Out-of-hospital cardiac arrest: racial differences in outcome in Seattle.
Am J Public Health
1993;83(7):955-9.


The purpose of this study was to analyze racial differences in the outcome of sudden cardiac arrest in an area served by the Seattle Fire Department’s emergency medical services division. The differences were analyzed in terms of service-related and demographic factors known to influence resuscitation and survival. These factors were: presence of ventricular fibrillation, witnessed collapse, prompt (bystander) initiation of CPR, emergency team response times (including early application of defibrillation), younger age, location of collapse (home vs. away from home).

From May 30, 1984 to July 31, 1986, the fire department personnel responded to 1,332 victims (1,087 Whites, 137 Blacks, and 108 of other ethnic group). The “overall survival rates for Blacks and Whites were 10.2% (14/137) and 16.7% (182/1087) (P<.07) respectively; the proportions discharged without major neurologic disability were 8% (11/137) and 15.2% (165/1087) (P<.04).” Resuscitative efforts were “ceased for 129 White and 12 Black victims because of rigor mortis or assessment by other health care professionals not to resuscitate.” And, although black victims were younger than the white ones (P<.001), “which, other factors being equal, would tend to favor the survival of the Black victims,” whites were 2.15 (95% CI: 1.11-4.17) times more likely to survive than blacks. The likelihood of surviving without major neurological disability was also greater for whites as compared with blacks (OR 2.75, 95% CI: 1.29-5.87). The poorer outcome observed may be “partially explained by the fact that, on arrival of the emergency team, a slightly lower proportion of the Black victims (40.2% vs. 49.1%) were found in ventricular fibrillation; “however, racial differences persisted when considering only those victims found in ventricular fibrillation.” “The initial resuscitation rate was significantly less for Black victims found in ventricular fibrillation (31.9% vs. 60.4%, P<.0008).” After controlling for several potential confounding variables, whites were 3.2 times more likely to be resuscitated and admitted to the hospital (95% CI=1.58-6.44).

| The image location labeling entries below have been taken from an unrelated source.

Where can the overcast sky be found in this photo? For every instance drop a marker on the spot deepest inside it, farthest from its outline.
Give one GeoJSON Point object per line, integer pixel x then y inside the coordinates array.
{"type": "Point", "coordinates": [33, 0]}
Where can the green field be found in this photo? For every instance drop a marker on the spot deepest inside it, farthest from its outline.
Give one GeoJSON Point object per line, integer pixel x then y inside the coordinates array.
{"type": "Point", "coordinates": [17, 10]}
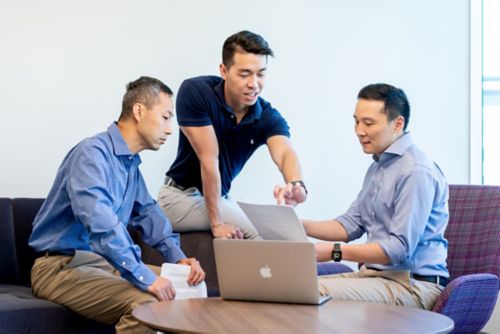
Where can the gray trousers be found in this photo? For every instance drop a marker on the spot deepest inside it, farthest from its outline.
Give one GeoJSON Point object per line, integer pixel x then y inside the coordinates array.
{"type": "Point", "coordinates": [382, 287]}
{"type": "Point", "coordinates": [87, 284]}
{"type": "Point", "coordinates": [186, 211]}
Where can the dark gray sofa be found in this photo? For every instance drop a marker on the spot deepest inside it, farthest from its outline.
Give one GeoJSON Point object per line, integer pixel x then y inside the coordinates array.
{"type": "Point", "coordinates": [21, 312]}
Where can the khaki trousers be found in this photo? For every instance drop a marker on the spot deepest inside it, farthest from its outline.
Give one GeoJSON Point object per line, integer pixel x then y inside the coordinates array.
{"type": "Point", "coordinates": [87, 284]}
{"type": "Point", "coordinates": [187, 212]}
{"type": "Point", "coordinates": [383, 287]}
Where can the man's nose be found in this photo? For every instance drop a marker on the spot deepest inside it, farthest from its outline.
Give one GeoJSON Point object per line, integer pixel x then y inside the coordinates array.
{"type": "Point", "coordinates": [359, 130]}
{"type": "Point", "coordinates": [252, 81]}
{"type": "Point", "coordinates": [168, 128]}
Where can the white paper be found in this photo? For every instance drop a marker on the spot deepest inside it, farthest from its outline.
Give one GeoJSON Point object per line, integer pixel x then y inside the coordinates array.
{"type": "Point", "coordinates": [178, 274]}
{"type": "Point", "coordinates": [275, 222]}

The study found no racially-based differences in emergency team response times, in the proportion of cases receiving advanced life support, or in outcomes when paramedics witnessed the arrests. Hence, there were no indications that service factors were responsible for the racial differences in outcome. Rather, the authors suggest that “the underlying socioeconomic and health status of the minority population are factors likely to affect outcome from cardiac arrest.”